Zachary L’Heureux, LW, Moncton Wildcats
Moncton has been on fire in the second half of the season and their offense has been a big part of that. But it has led L’Heureux to being slightly overshadowed. He sits seventh in team scoring, despite scoring at a rate just below one point-per-game. L’Heureux has bounced around the lineup and recently saw time on the fourth line, but he’s still finding ways to produce. He’ll see an increased role next season when key pieces depart and a deep playoff run this season is all but guaranteed. He’s primed to have quite the resume heading into draft day.

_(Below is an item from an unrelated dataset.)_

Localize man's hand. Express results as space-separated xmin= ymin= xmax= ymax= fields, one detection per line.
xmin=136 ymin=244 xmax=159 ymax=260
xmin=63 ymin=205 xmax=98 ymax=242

Joshua Roy, C, Saint John Sea Dogs
The first-overall pick in the 2019 QMJHL draft has proven worthy of that selection. Roy is poised to become a leader on a team in Saint John that recently clinched a playoff berth. His hands are silky smooth and he never gives up on a play. He is elusive in the offensive zone, finding the right place to be in the right time. More points will come next season as confidence and his role on the team grow.
Dylan Guenther, RW, Edmonton Oil Kings
The WHL’s first-overall pick in 2018 has been exquisite this season for the league-leading Edmonton Oil Kings. Guenther has been a fixture on a line with overager Riley Sawchuk and Jake Neighbours, who is set to go in the first or second round of this year’s draft. Guenther has been remarkably consistent for a player his age. Only once since early October has Guenther gone two consecutive games without a point. He’s got incredible hockey sense and a shot to match. He’s likely to be selected in the top half of the first round of the 2021 NHL draft.
Carson Lambos, D, Winnipeg Ice
Lambos is a rock defensively. He leads the Ice in plus-minus and his defensive IQ is high. Lambos credits his off-ice training as the main factor of his on-ice success. He had a strong showing at the U17 Hockey Challenge, recording five points in six games. His production in the WHL has slowed since he posted 10 points through his first 12 games, but he’s been a fixture in the top-four this season. He will be looking to blossom into Winnipeg’s No. 1 defenseman next season.
Cole Sillinger, LW, Medicine Hat Tigers
The youngest son of the player who suited up for the most NHL teams in history, Mike Sillinger, has looked brilliant in Medicine Hat. Sillinger missed 10 games due to injury, but returned to great fanfare with a three-point performance in Regina. He’s primarily played on the second line and is the third-highest scorer on that line. He is working on cracking the 20-goal and 50-point plateaus.
Brett Harrison, C, Oshawa Generals, OHL
At 6-foot-3, Harrison is a big boy, but he needs to fill out his frame. Confidence is growing in the goal-scoring centre; he was the third rookie to hit 20-goals this year in the ‘O.’ A potential Memorial Cup berth could help his stock.
Xavier Bourgault, C, Shawinigan Cataractes, QMJHL
Not a rookie, but Bourgault won’t be drafted until 2021 due to his late birthday. He’s got more than 30 goals and 30 assists in his sophomore campaign after a seven-goal, 20-point freshman season.
Conner Roulette, LW, Seattle Thunderbirds, WHL
Roulette has been one of the bright spots for a mediocre Thunderbirds squad. He’ll likely be only one of three twenty goal scorers on the roster and is the lone player with a plus-minus that’s in the double digits.